Some interesting dynamics that may come into play for buyers:
· People may seek to move further out and get more space for the money as working from home becomes more acceptable and standard
· Demand for outdoor space in the form of gardens and balconies
· Buyer confidence in the employment market
For those buyers that are going to be out looking, they should expect more restrictions on accessing properties. For my side, we will be conducting 3D virtual walkthroughs on all properties and as this 3D dollhouse shows, the experience is pretty cool.
I will continue to work from home so my interaction with others will be minimal and our steps for conducting viewings will be:
1. Prequalify buyers
2. Video walkthrough with buyers to preview properties virtually first
3. Ahead of booking an in-person viewing, prospective buyers/tenants will have to sign a questionnaire about health and acknowledge the rules of the viewing
4. At the property visit, vendors and occupiers will be asked to leave the premises
a. and to leave all lights on
b. open internal doors and necessary cupboards
c. open windows for ventilation
5. I personally or a team colleague will attend viewings and go in first to make sure everything is ready
6. Prospective buyers/tenants will be
a. Asked to remove shoes
b. to wear masks and gloves and
c. maximum of 2 people in the property, with no children permitted.
d. No touching
7. At conclusion, they will be allowed to wash hands or use hand sanitizer.

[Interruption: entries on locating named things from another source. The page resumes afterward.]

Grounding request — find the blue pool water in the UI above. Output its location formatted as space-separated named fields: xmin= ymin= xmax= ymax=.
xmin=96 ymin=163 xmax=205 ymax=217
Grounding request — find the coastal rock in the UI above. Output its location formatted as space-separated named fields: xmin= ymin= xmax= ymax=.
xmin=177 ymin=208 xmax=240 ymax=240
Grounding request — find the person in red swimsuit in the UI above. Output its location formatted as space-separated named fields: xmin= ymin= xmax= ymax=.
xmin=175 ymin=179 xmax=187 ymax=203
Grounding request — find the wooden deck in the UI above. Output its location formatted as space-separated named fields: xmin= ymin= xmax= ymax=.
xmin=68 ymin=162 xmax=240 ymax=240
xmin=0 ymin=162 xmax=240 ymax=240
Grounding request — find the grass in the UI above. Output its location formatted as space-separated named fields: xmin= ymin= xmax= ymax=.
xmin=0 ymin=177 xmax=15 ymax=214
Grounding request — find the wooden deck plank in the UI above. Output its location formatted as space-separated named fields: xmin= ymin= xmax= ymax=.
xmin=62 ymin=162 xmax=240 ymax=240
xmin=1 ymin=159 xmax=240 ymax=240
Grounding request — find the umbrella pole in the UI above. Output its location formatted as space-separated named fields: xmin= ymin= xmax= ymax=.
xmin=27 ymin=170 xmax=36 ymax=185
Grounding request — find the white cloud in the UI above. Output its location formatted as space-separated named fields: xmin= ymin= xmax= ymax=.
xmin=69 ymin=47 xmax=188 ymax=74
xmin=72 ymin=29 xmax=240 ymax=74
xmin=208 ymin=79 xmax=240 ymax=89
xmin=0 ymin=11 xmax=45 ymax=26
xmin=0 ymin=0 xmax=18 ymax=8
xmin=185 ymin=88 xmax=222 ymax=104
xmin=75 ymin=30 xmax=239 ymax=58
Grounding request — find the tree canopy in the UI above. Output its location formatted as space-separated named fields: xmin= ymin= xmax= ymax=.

8. I will close up directly.
For Market Appraisals, we will do a video consultation first. If we need to visit the property, we ask that minimum of 2meter social distance is maintained and minimal conversation is conducted face to face. I will of course be in PPE and ask that vendors are adequately covered as well.
Beyond estate agents, the Royal Institute of Chartered Surveyors is working on guidance for its members. This is relevant when an offer is agreed and a buyer needs to book a survey as part of the due diligence or conveyance process.
British Association of Removers is also providing guidance to its members advising them of what they should and should not do.
So I hope you’ve found this article helpful in getting a better sense of the current London property market and the changes that are being made during the coronavirus outbreak. There are lots of changing happening but the property market is still critical and we can assist with anyone looking to buy or sell.
Nobody knows if the housing market may crash, but so far we’ve seen an uptick in activity. Buying a home can be stressful, so make sure you get the latest information to make the right decision.